Sunday, November 29, 2015

Thanksgiving, West Eaton Cemetery and a piece of history on the Larchmont Shipwreck!

Quite a week here in Eaton as a warm spell brought out people scurrying around outdoors to do the jobs they missed earlier.  Thanksgiving proved to be a beautiful day, warm and balmy, a wonderful boon to the local travelers.

The old house in Eaton housed a small Thanksgiving gathering for museum members those who wanted a place to gather, eat and enjoy each other’s company.  Myself I was happy to have the company and it seemed we all shared the duty of cooking, cleaning and of course, there was too much food.

After a walk on Friday a few of us visited the West Eaton Cemetery so Barbara could visit her husband’s and his families graves, and it was there I spotted a cemetery stone that interested me.  The stone read that the person laying beneath the sod and died in the sinking of the Larchmont.  This as usual peeked my curiosity and I was off on a “History Quest”!

It seems the Larchmont disaster of February 11, 1907, was considered by many to be the Titanic of the eastern seaboard as the steam driven side paddle wheeler sank in 15 to 20 minutes taking over 150 people to their frozen watery deaths.

The 23-year-old Larchmont was a wooden, side-wheel steamship that was 252 feet long by 37 feet wide and was painted white with two tall black smokestacks. It left Providence, Rhode Island at 7 o’clock en-route for New York when a terrible winter storm soon struck causing waves of over 20 feet high and reduced visibility. The Larchmont and coal schooner the Harry P. Knowlton collided in this blizzard only three miles from Watch Hill, Rhode Island.  It was reported that the two ships maneuvered to avoid collision but maneuvered the in the same way causing the Knowlton to strikes with such speed and force that the Larchmont’s fate was sealed.

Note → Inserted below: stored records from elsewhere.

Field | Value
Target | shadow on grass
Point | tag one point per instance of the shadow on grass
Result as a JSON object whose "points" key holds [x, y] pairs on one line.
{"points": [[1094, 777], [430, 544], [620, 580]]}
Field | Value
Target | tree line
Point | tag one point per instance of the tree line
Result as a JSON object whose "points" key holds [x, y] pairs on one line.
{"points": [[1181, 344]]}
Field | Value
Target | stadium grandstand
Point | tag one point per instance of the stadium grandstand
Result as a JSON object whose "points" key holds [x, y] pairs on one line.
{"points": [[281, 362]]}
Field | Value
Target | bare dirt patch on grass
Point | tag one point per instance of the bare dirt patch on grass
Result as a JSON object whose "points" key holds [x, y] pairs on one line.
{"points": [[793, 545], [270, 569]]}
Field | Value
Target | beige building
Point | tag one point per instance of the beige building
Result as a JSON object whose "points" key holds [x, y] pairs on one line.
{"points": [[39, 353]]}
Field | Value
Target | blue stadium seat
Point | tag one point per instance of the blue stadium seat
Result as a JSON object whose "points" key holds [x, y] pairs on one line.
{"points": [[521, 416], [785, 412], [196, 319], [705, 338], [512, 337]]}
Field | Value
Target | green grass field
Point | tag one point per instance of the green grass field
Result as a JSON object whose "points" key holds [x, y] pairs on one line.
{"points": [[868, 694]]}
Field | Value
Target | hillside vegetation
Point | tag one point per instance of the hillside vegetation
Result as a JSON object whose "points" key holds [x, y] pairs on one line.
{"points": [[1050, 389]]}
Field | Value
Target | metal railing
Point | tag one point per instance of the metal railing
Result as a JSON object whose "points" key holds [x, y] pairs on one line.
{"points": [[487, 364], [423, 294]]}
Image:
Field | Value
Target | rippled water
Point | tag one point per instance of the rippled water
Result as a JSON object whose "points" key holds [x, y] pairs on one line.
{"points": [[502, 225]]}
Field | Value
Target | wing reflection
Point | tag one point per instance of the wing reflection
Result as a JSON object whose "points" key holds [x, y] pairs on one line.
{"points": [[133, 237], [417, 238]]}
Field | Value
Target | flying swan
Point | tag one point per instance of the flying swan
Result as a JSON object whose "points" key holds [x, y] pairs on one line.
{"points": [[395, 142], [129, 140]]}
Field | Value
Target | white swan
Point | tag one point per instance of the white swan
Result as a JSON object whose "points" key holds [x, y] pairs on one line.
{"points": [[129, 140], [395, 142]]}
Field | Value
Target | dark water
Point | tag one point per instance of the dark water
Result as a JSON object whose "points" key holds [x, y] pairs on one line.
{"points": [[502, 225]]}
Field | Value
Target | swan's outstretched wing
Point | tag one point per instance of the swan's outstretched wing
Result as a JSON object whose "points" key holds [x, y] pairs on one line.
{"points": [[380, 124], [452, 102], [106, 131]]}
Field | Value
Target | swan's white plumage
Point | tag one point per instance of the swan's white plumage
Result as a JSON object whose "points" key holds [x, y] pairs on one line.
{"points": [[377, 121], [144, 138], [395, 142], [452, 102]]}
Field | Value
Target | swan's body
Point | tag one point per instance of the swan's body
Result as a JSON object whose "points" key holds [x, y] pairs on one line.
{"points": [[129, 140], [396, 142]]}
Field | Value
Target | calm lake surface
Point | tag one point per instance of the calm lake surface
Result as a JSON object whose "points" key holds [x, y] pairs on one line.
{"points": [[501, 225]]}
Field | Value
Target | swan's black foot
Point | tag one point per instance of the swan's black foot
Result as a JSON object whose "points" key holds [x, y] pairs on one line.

The collision occurred just after the Captain of the Lachmont (who was only 27) had left his post to retire for the night, Since the passengers were in nightclothes, many in their cabins below deck, they had little hope of surviving temperatures that were zero and below with up to 60 mile per hour winds.

The Captain of the Henry Knowlton who separated from the Larchmont saw no lights and assumed the ship had sailed away for help, he himself attempted a run for the Block Island beach to beach the craft which eventually happened causing the Knowlton to be dashed and splintered by the ferocious waves.

There were approximately 150 passengers and crewmembers on board although the exact number and names will never be known since the passenger list went down with the ship.  Of that number only 17 people survived. Seventy-four ice-encrusted bodies were washed up on the beaches of Block Island and were shipped home for burial including obviously, Mr. Wightman. The remainder either went down with the ship or drifted out to sea in lifeboats, never to be seen again.

I guess Mr. Wightman had become somewhat famous for being onboard the “Titanic of the East” and so because of this it was noted on his gravestone. 

Another piece of local history and lore, interesting history brought out by a stroll through a cemetery.  An unusual way to learn it!